# Drivers for Sony DVD RW AW-G170A ATA Device [RESOLVED]



## joe_042293

Hi there.

I bought a new PC with Vista about a month ago, and it came with all the drivers installed. As a result I don't have any back-up CDs or anything.

My "Sony DVD RW AW-G170A ATA Device" recently stopped working. It doesn't appear in Computer and in the device manager it has a yellow exclamation mark next to it. When I send an error report, nothing happens. Apparently, the problem is:

"Windows cannot load the device driver for this hardware. The driver may be corrupted or missing. (Code 39)"

I tried finding a driver for it on Sony's website but all I can find is one firmware download. I ran that and it said it couldn't find the device. I also tried Uninstalling then reinstalling the device, which doesn't work, disabling then enabling it, which doesn't work, and updating the driver software, but when I do that it says that the driver software is up to date.

Any help would be much appreciated.


----------



## Houndog777

*Re: Drivers for Sony DVD RW AW-G170A ATA Device.*

Hi,
here's a solution from Microsoft..
http://support.microsoft.com/default.aspx?scid=kb;EN-US;314060
There's a Guided Help you can download on the above page.


----------



## joe_042293

*Re: Drivers for Sony DVD RW AW-G170A ATA Device.*

It worked!

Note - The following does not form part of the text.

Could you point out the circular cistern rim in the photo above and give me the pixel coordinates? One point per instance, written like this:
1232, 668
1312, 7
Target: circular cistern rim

Thank you so much!


----------



## amara

Thank u for ur guidance Houndog777 !!!


----------



## billylondon

Thank you Houndog777! I have the same problem as joe_042293. Your guidance works for me 2.


----------



## agura

My problem with the same DVD drive was, it does not even read the DVD. even it shows the light like reading, u wont find any files in the CD or DVD. what shd i do . pls give ur kind advice.


----------



## AaronXino

Thank you! This worked perfectly for me, running on Windows 7 Beta. Both of my drives (both Sony) disappeared inexplicably after a restart, and now both are back after one single registry value deletion. Very relieved.


----------



## BCCOMP

Hi Houndog777 and ALL others!
I am glad to hear what Houndog777 posted works for ALL of you.
But I am going to CLOSE this thread to avoid Hijacking.
If you have an issue I would advise posting a new thread.
Bill
PS- Houndog777 if you have an issue with me closing this thread, PLEASE PM me.


----------